Yep, that’s right, put the security back in. I’d had security in there a couple of weeks earlier addressing this very issue. However, in the first 6 hours it was in place, it managed to piss off 44 people, so I ripped it out again. I figured it was more important that people be able to easily see their reports, rather than just annoy people like crazy. I needed to think of a better way to implement the security, so I put it on the back burner while I worked on other things.

Obviously I made the wrong call.


What’s been done to stop this kind of thing happening again?
First, if you revoke access to The Twit Cleaner, you won’t be able to see your report. Yep, that’s kind of a pain for you – but it means that we know exactly who is looking at any given report. It means we can ensure that people only look at their own report. It also means that if any older accounts (eg, ones that used The Twit Cleaner ages back, but have revoked access) get their accounts hacked, they won’t have access to the system at all. You’d be amazed how many Twitter accounts are no longer active & thus easy targets for hackers. A LOT.

Second. We store information locally tracking that you are who you say you are. Just something to make it harder for people to try and get around the system, & no, nothing personal or incriminating, just a marker.

Third. You must be signed into the specific user of the report you want to look at.

Fourth. Without cookies & javascript you won’t be able to access the system at all.


Finally
The trick with all these kinds of things is to make it so it’s not a massive pain in the ass to use.

I think I’ve achieved that. A common issue is that Twitter (or part of it) goes down, or is inaccessible. As much as possible, I’ve made it so you’ll still be able to securely see your report (or request one).
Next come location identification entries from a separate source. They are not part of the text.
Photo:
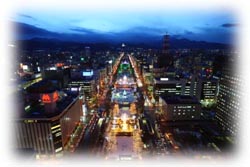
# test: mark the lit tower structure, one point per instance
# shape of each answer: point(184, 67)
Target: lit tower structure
point(165, 60)
point(165, 47)
point(228, 103)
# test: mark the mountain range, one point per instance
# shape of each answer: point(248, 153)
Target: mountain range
point(31, 37)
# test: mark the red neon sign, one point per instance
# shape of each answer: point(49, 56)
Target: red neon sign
point(46, 98)
point(49, 98)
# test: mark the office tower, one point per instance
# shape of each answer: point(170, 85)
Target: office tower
point(180, 108)
point(165, 60)
point(228, 105)
point(47, 120)
point(168, 87)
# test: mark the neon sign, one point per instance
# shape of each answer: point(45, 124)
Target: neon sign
point(50, 98)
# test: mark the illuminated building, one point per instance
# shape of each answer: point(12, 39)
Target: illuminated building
point(180, 108)
point(57, 73)
point(168, 87)
point(46, 121)
point(207, 90)
point(83, 79)
point(228, 108)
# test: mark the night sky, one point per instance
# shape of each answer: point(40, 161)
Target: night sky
point(98, 25)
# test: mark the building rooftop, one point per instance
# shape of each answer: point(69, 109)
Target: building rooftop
point(37, 110)
point(180, 100)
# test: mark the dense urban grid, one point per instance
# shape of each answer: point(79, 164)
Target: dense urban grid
point(125, 102)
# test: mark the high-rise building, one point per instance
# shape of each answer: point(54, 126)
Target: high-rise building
point(180, 108)
point(165, 60)
point(168, 87)
point(47, 120)
point(228, 104)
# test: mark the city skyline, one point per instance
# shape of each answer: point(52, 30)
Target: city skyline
point(124, 83)
point(124, 25)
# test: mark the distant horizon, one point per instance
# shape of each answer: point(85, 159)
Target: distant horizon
point(214, 27)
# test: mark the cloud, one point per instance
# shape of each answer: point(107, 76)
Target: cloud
point(188, 32)
point(27, 16)
point(229, 25)
point(82, 30)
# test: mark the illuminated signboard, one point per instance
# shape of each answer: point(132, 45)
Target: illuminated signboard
point(87, 73)
point(49, 97)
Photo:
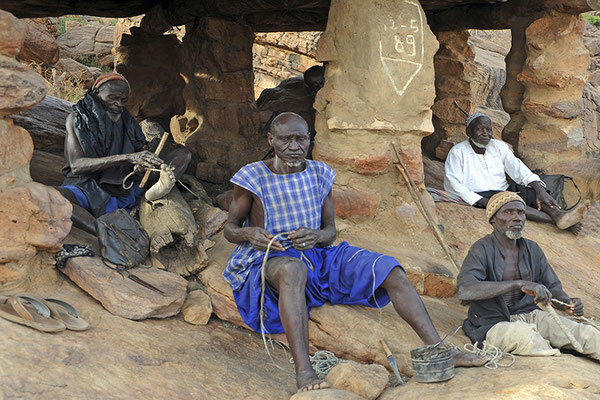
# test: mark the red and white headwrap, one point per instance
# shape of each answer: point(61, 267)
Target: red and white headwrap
point(109, 76)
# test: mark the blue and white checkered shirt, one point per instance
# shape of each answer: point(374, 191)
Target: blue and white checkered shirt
point(289, 201)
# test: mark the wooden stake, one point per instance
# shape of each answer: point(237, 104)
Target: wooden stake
point(412, 188)
point(163, 140)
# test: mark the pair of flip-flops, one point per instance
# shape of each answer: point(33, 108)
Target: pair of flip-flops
point(46, 315)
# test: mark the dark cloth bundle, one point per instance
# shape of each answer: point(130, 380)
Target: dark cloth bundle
point(99, 137)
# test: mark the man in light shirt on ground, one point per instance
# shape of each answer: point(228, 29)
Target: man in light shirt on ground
point(476, 169)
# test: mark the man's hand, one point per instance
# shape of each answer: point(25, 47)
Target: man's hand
point(304, 238)
point(260, 238)
point(482, 202)
point(543, 197)
point(145, 159)
point(540, 292)
point(576, 307)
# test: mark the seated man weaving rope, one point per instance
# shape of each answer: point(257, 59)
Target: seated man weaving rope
point(287, 200)
point(505, 277)
point(102, 145)
point(476, 169)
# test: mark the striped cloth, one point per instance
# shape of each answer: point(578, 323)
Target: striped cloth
point(289, 201)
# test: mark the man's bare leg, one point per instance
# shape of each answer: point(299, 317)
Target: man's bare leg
point(81, 218)
point(288, 276)
point(410, 307)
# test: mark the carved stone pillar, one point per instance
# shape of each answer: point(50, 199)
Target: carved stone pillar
point(379, 89)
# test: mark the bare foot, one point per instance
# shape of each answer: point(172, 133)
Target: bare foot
point(163, 186)
point(462, 359)
point(571, 217)
point(575, 229)
point(308, 380)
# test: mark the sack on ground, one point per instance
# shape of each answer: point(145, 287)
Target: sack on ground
point(122, 239)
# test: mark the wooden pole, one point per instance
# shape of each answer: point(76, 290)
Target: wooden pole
point(412, 188)
point(163, 140)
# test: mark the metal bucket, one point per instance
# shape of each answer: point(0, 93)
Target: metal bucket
point(432, 364)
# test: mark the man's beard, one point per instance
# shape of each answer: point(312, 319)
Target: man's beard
point(479, 145)
point(114, 117)
point(513, 235)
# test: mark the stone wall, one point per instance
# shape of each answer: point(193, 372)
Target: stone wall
point(43, 217)
point(553, 75)
point(220, 125)
point(378, 90)
point(469, 73)
point(281, 55)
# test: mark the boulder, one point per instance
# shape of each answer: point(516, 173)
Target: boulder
point(367, 381)
point(39, 47)
point(12, 34)
point(326, 394)
point(121, 295)
point(45, 122)
point(21, 87)
point(76, 72)
point(15, 153)
point(351, 202)
point(197, 308)
point(40, 222)
point(87, 41)
point(281, 55)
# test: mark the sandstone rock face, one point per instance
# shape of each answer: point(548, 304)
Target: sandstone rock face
point(87, 41)
point(124, 297)
point(554, 76)
point(15, 153)
point(359, 115)
point(75, 71)
point(21, 87)
point(40, 222)
point(470, 72)
point(40, 46)
point(278, 56)
point(351, 202)
point(326, 394)
point(151, 57)
point(197, 308)
point(367, 381)
point(220, 117)
point(12, 34)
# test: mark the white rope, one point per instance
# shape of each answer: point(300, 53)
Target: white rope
point(492, 353)
point(590, 321)
point(322, 362)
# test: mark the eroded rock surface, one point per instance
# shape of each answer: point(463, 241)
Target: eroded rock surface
point(124, 297)
point(367, 381)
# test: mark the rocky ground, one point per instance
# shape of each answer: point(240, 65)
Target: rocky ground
point(119, 358)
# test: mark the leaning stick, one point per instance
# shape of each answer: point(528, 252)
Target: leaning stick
point(412, 188)
point(163, 140)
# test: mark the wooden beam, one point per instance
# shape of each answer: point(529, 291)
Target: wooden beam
point(501, 15)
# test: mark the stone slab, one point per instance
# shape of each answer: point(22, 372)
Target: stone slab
point(124, 297)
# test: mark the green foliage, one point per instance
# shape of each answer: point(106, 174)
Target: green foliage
point(63, 20)
point(592, 19)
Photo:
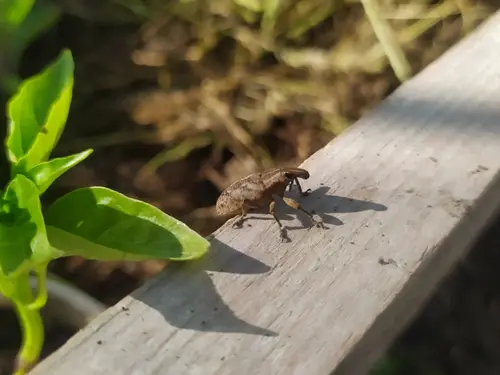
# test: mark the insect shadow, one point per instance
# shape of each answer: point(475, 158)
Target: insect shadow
point(321, 204)
point(186, 296)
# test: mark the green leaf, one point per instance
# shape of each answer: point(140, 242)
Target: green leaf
point(23, 235)
point(38, 113)
point(42, 16)
point(44, 174)
point(13, 12)
point(102, 224)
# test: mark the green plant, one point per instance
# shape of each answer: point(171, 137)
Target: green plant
point(20, 22)
point(93, 222)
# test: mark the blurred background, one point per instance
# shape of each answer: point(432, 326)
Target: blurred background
point(181, 98)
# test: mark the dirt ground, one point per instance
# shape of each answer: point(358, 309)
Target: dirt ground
point(120, 110)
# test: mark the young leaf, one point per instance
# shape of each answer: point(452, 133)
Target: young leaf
point(44, 174)
point(23, 235)
point(13, 12)
point(99, 223)
point(38, 113)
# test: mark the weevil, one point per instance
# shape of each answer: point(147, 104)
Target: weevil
point(262, 189)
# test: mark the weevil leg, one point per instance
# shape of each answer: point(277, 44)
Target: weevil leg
point(301, 192)
point(272, 211)
point(238, 223)
point(296, 205)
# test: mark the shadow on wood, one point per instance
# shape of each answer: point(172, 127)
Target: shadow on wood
point(185, 312)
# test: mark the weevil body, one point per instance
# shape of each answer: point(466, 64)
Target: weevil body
point(262, 189)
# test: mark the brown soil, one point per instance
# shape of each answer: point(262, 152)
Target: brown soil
point(120, 109)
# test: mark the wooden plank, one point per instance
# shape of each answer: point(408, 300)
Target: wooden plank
point(414, 181)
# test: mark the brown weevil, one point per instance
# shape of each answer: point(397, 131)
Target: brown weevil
point(263, 189)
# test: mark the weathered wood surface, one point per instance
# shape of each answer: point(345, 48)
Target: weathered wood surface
point(415, 181)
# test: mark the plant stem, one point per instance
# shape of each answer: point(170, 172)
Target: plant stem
point(31, 325)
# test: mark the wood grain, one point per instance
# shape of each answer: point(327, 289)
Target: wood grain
point(412, 184)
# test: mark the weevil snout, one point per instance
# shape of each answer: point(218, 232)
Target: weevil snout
point(291, 173)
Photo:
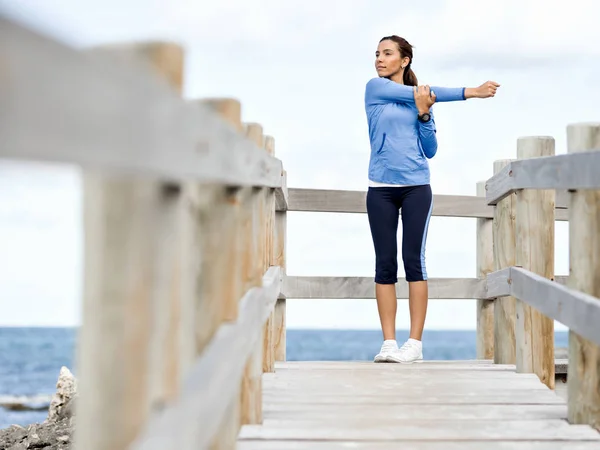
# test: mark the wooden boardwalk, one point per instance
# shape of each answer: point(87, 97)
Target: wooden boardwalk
point(432, 405)
point(185, 279)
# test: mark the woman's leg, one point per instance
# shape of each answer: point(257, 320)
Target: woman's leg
point(416, 211)
point(383, 214)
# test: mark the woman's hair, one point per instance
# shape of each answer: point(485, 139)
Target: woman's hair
point(409, 78)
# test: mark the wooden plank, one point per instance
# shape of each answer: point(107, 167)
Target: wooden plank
point(534, 332)
point(133, 297)
point(583, 383)
point(349, 201)
point(484, 346)
point(504, 257)
point(392, 445)
point(282, 194)
point(214, 380)
point(497, 283)
point(542, 430)
point(416, 413)
point(306, 287)
point(115, 114)
point(577, 310)
point(569, 171)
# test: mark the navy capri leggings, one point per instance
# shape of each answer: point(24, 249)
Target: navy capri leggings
point(383, 209)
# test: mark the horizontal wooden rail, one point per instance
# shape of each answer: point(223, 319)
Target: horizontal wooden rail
point(307, 287)
point(213, 381)
point(579, 311)
point(347, 201)
point(103, 112)
point(569, 171)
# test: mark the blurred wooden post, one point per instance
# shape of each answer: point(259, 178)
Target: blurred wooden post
point(130, 348)
point(224, 245)
point(583, 377)
point(251, 397)
point(504, 256)
point(279, 259)
point(485, 265)
point(534, 332)
point(268, 342)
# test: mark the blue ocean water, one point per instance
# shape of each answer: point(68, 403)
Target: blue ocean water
point(31, 358)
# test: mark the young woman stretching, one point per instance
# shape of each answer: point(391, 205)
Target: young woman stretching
point(403, 136)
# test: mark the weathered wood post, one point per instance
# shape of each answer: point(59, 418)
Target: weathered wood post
point(583, 378)
point(534, 332)
point(251, 394)
point(268, 338)
point(129, 353)
point(485, 265)
point(504, 256)
point(279, 259)
point(227, 250)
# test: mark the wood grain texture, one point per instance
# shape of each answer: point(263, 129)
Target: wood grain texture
point(575, 309)
point(279, 258)
point(310, 404)
point(484, 346)
point(305, 287)
point(584, 260)
point(270, 211)
point(61, 111)
point(568, 171)
point(346, 201)
point(534, 332)
point(504, 257)
point(214, 380)
point(136, 231)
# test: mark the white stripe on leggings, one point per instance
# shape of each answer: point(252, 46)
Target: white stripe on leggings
point(425, 239)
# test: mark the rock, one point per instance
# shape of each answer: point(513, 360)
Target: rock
point(61, 404)
point(56, 432)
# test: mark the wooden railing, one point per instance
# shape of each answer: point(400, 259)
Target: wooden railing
point(184, 250)
point(523, 193)
point(185, 222)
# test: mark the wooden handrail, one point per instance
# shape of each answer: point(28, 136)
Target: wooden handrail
point(569, 171)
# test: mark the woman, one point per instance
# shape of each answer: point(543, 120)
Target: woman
point(403, 136)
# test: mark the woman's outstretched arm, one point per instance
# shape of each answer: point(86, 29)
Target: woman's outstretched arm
point(382, 90)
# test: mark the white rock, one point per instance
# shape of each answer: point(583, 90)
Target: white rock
point(66, 389)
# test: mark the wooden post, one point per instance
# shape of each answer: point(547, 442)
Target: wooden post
point(534, 332)
point(504, 256)
point(485, 265)
point(583, 377)
point(251, 397)
point(279, 259)
point(268, 343)
point(130, 348)
point(227, 246)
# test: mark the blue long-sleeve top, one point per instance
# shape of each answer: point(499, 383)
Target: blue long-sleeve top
point(401, 144)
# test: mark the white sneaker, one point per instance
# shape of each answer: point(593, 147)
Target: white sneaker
point(410, 352)
point(389, 346)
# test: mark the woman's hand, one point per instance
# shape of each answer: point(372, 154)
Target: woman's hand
point(424, 98)
point(486, 90)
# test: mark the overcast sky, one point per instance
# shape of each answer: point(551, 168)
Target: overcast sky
point(299, 69)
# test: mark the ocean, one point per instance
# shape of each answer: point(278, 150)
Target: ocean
point(31, 358)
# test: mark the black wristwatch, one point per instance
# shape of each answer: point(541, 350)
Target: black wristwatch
point(425, 117)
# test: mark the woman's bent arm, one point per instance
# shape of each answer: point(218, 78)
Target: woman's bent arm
point(428, 137)
point(381, 90)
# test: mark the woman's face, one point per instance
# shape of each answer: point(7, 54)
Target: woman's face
point(388, 60)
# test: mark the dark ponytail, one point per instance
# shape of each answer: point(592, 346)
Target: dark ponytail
point(409, 78)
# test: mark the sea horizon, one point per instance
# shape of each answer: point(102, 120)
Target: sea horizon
point(31, 358)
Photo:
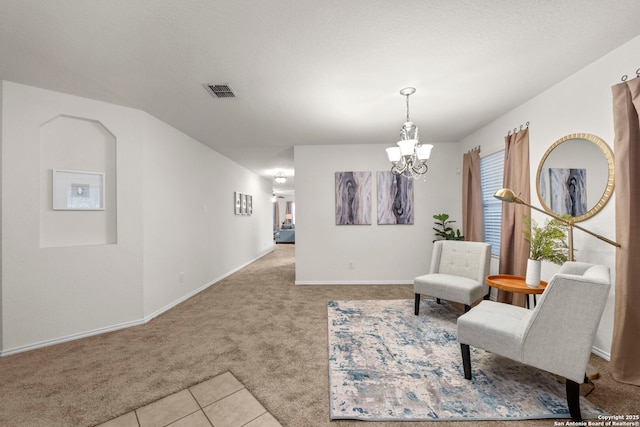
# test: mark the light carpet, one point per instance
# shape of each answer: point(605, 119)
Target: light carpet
point(386, 364)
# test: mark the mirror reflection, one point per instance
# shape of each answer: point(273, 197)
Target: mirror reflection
point(576, 176)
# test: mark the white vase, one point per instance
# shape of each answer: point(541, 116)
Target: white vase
point(533, 273)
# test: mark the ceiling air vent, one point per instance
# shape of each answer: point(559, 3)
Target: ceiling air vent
point(219, 91)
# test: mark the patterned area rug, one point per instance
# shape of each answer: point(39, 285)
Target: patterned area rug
point(385, 364)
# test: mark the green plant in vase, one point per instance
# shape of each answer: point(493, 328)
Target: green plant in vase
point(546, 243)
point(444, 231)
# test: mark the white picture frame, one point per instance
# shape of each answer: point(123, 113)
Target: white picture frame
point(237, 200)
point(77, 190)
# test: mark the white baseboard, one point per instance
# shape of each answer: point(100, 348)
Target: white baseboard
point(599, 352)
point(129, 324)
point(354, 282)
point(72, 337)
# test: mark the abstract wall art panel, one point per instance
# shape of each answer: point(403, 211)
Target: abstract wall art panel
point(568, 191)
point(353, 198)
point(395, 199)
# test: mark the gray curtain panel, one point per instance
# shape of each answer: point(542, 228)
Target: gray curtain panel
point(514, 250)
point(625, 346)
point(472, 218)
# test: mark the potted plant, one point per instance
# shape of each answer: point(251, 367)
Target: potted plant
point(546, 243)
point(444, 230)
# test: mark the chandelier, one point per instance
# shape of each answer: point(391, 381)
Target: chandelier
point(280, 178)
point(409, 158)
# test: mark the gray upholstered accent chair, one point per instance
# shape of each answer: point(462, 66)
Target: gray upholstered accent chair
point(557, 336)
point(457, 273)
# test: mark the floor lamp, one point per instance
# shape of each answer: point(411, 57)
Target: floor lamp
point(507, 195)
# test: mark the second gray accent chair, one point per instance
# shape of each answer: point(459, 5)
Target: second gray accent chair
point(557, 336)
point(457, 273)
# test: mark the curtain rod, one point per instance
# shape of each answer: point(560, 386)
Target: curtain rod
point(516, 129)
point(624, 78)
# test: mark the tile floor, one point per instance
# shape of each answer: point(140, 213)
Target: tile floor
point(220, 402)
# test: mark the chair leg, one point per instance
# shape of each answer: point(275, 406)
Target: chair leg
point(466, 360)
point(573, 399)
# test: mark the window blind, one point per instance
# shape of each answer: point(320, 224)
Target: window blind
point(491, 177)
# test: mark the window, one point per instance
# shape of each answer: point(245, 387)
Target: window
point(491, 173)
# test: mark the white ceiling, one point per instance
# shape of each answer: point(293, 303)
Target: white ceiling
point(308, 71)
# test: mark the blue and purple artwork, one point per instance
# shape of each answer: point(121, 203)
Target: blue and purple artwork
point(395, 199)
point(353, 198)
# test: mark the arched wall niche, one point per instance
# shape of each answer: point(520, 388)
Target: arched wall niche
point(77, 144)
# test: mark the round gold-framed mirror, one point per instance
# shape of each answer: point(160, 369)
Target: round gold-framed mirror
point(576, 176)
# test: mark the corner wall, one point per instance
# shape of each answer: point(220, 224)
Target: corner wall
point(174, 214)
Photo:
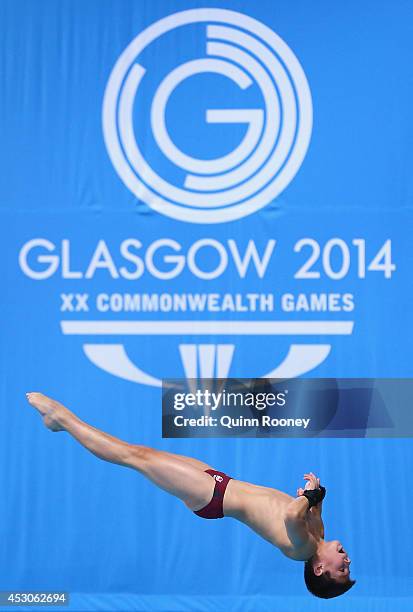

I’ve also tried to make as much of it invisible to you as possible. There’s a lot happening automatically in the background. If you clear cookies, or move to a new browser, you will need to re-authenticate with Twitter, but I’ve made this much simpler & cleaner than before. A new window pops up, you can watch it do its thing, then it goes away again. In most cases, you’ll click two buttons & be done. Very simple.

If (when?) Twitter dies, you’ll get a little message so you can just hit the button & try again.

Obviously this happening at all is. Ahh. Hmm. Significantly sub-optimal. I was hoping for a little more time before I needed to get super hardcore about security. Security is a multi-layered, complex thing. Big chunks had already been taken care of, but obviously not enough.

As I stated at the time, I’m extremely sorry to everyone that was hit by this hacker. All affected paying customers had their money refunded.

I also apologise for the time we’ve been offline – both to existing users wanting to see their reports, & new potential users.

Welcome to the new site!

Posted by Si on 04/11/09 in Administration

Just a brief hello.

I’ve inserted a blog section, so as things upgrade & improve I can provide a little more more information than 140 characters allows – as much as I love Twitter.

It’s also a move to allow better feedback for & integration with you guys.

The comment system is run by Disqus, who are basically the best & largest comment system out there. You sign up with them once, register a picture etc, & can then comment without needing a sign-in on thousands of blogs across the web. A bit different if you’ve never seen it before, but thoroughly awesome.

I’ve also upgraded the hell out of the communication with Twitter. Twitter can be pretty unreliable, so I’ve done all I can to mitigate that – and make it a lot more visually obvious what’s going on.

Oh, and once you’ve requested a report, you can come back here any time & it’ll be accessible from the front page. It’ll tell you who you’re signed in as (if you have multiple accounts), & there is a direct link both to your report, or if you’d like to rerun the report, one click & it’ll be done.

Anyway, have a play. I look forward to getting your feedback.